Cornish: Ke
French: Ké
Kea was a British saint from the Hen Ogledd (‘Old North’) in the late fifth century. He is known through an incomplete play from the sixteenth century, Beunans Ke (‘The Life of St. Ke’) which is to be found in the National Library of Wales. He is also known through a lost Latin hagiography written in the seventeenth century by Maurice of Cleder.
He is said to be the son of a king named Lleuddun Luyddog of Lothian, serving as a bishop in North Britain before he became a hermit. From Scotland he went to Wales and then further south, and he founded churches at Street, Somerset and Landkey in Devon. He settled in Cornwall in a place which subsequently was named Kea, after him.
The Cornish king, Teudar, was hunting a deer, which Kea sheltered, and for this the king harassed him by confiscating his oxen. Kea then plowed his soil by using the deer. He later traveled to Cleder in Brittany, where he eventually died.

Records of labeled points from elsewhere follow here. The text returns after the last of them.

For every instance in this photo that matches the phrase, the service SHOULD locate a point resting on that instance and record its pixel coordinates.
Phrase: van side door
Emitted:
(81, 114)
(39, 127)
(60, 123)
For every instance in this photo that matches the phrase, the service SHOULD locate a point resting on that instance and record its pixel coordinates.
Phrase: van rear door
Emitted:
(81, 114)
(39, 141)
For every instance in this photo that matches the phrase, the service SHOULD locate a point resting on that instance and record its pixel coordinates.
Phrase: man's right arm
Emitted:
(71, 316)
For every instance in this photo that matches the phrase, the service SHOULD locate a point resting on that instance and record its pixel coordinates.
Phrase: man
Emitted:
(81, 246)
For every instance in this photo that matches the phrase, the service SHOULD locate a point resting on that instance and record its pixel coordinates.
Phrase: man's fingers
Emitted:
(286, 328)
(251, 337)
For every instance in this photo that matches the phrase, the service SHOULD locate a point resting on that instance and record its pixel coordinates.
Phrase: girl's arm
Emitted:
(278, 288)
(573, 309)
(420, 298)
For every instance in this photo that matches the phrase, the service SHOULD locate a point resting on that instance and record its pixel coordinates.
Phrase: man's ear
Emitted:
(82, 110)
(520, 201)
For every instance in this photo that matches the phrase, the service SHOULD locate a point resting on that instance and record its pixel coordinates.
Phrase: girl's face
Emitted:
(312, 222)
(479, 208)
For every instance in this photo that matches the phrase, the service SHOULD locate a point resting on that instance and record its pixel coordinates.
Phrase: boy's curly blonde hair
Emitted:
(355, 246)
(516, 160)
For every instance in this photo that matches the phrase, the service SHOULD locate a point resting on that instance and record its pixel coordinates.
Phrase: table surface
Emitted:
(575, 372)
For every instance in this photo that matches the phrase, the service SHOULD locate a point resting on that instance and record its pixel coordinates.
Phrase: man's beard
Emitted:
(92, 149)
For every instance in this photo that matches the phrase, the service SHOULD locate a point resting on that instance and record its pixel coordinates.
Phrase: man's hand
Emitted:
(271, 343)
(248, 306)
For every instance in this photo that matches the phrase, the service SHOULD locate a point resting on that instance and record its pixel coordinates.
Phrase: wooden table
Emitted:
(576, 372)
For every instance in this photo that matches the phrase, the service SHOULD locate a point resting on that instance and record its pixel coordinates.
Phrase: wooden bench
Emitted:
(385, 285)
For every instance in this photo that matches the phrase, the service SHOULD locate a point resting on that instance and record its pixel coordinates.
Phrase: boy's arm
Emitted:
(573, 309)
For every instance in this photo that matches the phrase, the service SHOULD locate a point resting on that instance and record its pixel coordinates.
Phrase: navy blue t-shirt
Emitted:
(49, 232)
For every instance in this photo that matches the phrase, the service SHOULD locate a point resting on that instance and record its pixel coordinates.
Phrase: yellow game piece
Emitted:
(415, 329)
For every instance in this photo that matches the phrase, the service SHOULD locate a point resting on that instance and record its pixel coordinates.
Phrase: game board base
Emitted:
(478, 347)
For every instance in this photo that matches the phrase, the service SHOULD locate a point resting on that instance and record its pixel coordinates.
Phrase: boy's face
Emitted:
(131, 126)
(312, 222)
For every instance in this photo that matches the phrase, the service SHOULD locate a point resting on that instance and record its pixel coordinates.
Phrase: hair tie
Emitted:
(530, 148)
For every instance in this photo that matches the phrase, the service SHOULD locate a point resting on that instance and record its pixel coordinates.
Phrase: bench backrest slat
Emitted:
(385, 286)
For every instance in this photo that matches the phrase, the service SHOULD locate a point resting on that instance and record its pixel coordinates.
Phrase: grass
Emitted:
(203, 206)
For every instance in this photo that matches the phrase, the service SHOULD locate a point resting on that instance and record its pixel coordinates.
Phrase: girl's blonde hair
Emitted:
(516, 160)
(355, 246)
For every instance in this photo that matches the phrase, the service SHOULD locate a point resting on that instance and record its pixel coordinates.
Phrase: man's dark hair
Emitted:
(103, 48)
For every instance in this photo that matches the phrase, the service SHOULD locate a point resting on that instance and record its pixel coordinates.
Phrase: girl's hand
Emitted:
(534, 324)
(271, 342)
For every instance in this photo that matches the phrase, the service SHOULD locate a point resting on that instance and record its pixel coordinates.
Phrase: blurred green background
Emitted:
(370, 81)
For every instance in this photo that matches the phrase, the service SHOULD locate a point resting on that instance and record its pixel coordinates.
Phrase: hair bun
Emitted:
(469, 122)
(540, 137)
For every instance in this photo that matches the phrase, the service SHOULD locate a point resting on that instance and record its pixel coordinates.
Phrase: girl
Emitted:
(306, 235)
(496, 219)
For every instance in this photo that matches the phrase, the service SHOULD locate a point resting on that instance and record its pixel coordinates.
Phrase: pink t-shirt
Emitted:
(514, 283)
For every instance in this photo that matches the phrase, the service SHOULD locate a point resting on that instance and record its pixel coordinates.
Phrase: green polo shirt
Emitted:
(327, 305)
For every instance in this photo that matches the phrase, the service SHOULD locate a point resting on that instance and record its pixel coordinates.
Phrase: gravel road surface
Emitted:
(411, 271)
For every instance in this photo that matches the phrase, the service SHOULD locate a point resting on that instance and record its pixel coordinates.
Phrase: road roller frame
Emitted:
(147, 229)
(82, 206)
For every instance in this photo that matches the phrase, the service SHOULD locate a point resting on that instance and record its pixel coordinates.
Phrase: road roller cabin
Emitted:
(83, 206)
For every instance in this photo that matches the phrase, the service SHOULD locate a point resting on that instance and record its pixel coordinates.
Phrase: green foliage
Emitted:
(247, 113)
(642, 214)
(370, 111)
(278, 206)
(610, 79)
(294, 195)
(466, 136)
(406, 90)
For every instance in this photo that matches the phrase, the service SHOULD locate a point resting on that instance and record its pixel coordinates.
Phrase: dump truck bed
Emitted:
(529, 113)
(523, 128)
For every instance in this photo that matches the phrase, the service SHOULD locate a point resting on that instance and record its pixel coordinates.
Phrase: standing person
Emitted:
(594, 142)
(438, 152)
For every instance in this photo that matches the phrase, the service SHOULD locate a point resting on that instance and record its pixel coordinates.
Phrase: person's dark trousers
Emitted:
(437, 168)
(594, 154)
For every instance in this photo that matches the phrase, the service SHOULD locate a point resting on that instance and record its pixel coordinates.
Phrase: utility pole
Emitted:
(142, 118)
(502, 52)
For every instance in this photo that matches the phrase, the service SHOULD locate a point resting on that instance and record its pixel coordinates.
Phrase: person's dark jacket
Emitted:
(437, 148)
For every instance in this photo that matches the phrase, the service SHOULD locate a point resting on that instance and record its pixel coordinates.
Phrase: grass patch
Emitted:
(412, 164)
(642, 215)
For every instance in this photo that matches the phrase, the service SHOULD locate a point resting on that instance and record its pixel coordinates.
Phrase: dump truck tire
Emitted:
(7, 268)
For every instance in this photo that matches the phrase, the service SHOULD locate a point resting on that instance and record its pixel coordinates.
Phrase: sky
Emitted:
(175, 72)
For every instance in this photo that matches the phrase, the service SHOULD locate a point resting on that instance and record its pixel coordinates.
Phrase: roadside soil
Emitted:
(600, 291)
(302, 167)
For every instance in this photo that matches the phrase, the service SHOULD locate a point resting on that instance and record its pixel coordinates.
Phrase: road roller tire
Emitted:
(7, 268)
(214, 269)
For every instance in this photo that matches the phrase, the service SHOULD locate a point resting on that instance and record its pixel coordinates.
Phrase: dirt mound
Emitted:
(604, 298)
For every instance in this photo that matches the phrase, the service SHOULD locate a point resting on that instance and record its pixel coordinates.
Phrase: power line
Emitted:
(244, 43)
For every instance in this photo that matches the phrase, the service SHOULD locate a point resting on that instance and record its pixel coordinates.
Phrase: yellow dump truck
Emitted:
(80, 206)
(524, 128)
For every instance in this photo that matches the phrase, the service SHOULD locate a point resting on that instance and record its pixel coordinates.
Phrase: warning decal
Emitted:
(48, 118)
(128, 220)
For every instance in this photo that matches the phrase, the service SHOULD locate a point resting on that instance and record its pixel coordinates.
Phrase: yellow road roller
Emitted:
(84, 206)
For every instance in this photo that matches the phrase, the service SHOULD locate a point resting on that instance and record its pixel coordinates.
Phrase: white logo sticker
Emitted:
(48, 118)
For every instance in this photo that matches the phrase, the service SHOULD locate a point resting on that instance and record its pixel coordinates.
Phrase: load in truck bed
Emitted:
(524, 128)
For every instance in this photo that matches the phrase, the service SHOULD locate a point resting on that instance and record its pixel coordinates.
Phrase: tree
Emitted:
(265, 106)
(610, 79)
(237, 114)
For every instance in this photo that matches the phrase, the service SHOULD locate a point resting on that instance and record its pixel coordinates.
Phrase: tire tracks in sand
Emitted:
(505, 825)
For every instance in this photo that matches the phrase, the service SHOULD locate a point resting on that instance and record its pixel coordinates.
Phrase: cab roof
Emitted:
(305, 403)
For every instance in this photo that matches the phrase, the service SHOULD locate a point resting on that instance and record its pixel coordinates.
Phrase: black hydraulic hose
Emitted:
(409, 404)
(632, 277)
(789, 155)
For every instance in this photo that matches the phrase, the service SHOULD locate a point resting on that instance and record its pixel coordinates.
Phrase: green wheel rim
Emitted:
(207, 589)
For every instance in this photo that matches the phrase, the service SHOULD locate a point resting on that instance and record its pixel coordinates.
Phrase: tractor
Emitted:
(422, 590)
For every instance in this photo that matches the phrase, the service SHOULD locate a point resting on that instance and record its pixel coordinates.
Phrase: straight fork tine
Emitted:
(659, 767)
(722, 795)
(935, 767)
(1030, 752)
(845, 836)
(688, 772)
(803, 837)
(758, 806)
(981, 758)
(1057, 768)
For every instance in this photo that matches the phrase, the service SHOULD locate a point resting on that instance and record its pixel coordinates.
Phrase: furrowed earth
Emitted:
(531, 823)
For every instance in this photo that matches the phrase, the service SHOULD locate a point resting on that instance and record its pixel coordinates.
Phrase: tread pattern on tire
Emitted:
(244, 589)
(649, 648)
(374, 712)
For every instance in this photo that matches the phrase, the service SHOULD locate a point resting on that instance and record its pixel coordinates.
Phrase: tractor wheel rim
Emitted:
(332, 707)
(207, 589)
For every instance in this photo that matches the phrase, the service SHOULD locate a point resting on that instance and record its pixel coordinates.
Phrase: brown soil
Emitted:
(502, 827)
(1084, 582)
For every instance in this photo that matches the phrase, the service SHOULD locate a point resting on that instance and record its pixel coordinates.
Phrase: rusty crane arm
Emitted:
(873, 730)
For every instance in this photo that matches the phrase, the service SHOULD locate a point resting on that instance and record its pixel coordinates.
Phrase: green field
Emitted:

Kea was called from Brittany before the battle of Camlann to negotiate a peace between Mordred and his uncle, King Arthur, but arrived too late. He criticized Guenevere for her adultery with Mordred and persuaded her to take the veil.
There’s a section in Beunans Ke which describes Arthur’s conflict with Lucius Hiberius, the Roman emperor, and Mordreds subsequent treachery.